In contrast, estate planning facilitation is a carefully prepared and orchestrated process of the adviser project managing and co-ordinating the entire estate planning process directly with their clients and in their offices for which they charge either a separate fee for that service or which is incorporated into a composite annual service fee, charged to their clients. The primary object of this process is not to give advice, but to search out and identify estate planning issues and to motivate clients to embark upon the journey of solving those issues with collaborative legal advice and documentation.
There are a number of online estate planning service models currently in the market. However, they primarily focused on allowing advisers to create and purchase online wills and powers of attorney with the limited opportunity to connect with a lawyer for advice. In reality, these models draw the adviser and their client into the control and domain of the lawyer. Few online systems allow the adviser to navigate and control estate planning conversations in a truly holistic manner from concept to completion and with the ability to uncover unmet estate planning needs within their clients’ affairs.

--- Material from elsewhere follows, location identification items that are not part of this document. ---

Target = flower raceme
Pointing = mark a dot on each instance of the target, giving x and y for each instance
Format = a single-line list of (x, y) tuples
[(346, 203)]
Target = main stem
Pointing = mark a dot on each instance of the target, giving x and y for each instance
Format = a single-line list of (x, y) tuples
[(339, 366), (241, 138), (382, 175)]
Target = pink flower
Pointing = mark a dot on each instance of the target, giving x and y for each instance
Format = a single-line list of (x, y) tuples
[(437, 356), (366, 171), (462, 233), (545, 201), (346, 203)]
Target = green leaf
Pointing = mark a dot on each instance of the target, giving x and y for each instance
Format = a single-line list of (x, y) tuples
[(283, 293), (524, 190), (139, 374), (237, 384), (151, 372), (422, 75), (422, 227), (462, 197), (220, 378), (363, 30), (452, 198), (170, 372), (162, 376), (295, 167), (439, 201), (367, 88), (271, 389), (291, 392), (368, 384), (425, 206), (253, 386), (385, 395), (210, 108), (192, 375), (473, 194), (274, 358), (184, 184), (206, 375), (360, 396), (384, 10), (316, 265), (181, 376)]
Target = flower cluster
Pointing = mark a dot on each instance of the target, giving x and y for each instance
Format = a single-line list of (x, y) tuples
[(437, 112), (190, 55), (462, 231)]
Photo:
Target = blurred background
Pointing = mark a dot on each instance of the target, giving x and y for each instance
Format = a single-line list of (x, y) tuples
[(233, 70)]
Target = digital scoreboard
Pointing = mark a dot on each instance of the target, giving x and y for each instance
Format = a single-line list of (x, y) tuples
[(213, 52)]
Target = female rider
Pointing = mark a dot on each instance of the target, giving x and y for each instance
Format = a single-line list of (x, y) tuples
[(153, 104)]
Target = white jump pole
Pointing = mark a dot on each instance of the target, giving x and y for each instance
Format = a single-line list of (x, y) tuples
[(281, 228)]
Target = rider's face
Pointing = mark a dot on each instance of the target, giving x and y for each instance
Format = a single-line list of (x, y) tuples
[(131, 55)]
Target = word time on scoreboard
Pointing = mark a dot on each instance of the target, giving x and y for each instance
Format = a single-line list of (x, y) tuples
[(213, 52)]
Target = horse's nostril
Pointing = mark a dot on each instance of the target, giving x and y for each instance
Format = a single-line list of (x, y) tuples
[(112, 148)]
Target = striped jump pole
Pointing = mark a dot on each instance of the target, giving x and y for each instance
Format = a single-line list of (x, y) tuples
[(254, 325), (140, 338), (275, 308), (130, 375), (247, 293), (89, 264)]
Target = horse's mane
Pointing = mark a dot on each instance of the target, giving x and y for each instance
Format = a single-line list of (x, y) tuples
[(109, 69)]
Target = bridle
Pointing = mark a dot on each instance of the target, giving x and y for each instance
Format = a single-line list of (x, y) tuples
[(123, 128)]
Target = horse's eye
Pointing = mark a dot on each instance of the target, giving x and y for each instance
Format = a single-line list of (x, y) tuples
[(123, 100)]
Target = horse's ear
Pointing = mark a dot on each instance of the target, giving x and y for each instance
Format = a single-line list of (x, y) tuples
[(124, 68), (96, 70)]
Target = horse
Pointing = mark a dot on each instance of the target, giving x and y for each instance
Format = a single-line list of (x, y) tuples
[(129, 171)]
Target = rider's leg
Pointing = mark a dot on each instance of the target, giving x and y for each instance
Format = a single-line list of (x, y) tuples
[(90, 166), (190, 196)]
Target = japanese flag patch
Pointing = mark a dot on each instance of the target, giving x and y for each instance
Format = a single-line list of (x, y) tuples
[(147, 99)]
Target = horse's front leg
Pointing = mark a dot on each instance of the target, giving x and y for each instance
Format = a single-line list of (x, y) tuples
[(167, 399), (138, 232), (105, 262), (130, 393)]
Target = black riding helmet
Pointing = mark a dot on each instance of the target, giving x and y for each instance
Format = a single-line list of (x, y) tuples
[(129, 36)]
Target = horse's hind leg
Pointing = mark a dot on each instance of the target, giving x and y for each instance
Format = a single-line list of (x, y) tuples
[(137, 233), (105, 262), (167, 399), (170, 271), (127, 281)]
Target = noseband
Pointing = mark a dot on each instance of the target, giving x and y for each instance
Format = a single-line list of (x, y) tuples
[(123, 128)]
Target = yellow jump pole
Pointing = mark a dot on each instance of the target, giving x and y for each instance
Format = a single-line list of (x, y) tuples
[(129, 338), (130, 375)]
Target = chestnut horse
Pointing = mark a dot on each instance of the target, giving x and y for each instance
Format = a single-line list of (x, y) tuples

Those advisers who have moved into the arena of estate planning facilitation have reported charging upfront estate planning fees of between $2,000 and $8,000 per client together with an annual review fee of around $500 per client per annum. In addition, they have reported greater client engagement with the added benefit of picking up new work from family members and business associates who are often brought into the succession and estate planning facilitation process.
Many advisers have also reported better work satisfaction because estate planning facilitation carries no administration or compliance burden, nominal upfront costs to introduce within their practice and no legal responsibility if managed correctly with a competent estate planning lawyer.
In the current, post-Hayne royal commission environment there is growing drive to press clients away from financial planners and into the arms of institutional investment houses, particularly for non-strategic investment advice. Estate planning facilitation provides the opportunity for advisers to combat this drive and to re-position themselves as truly independent, professional and focused on meeting the best interests of all of their clients’ affairs as part of their wealth management.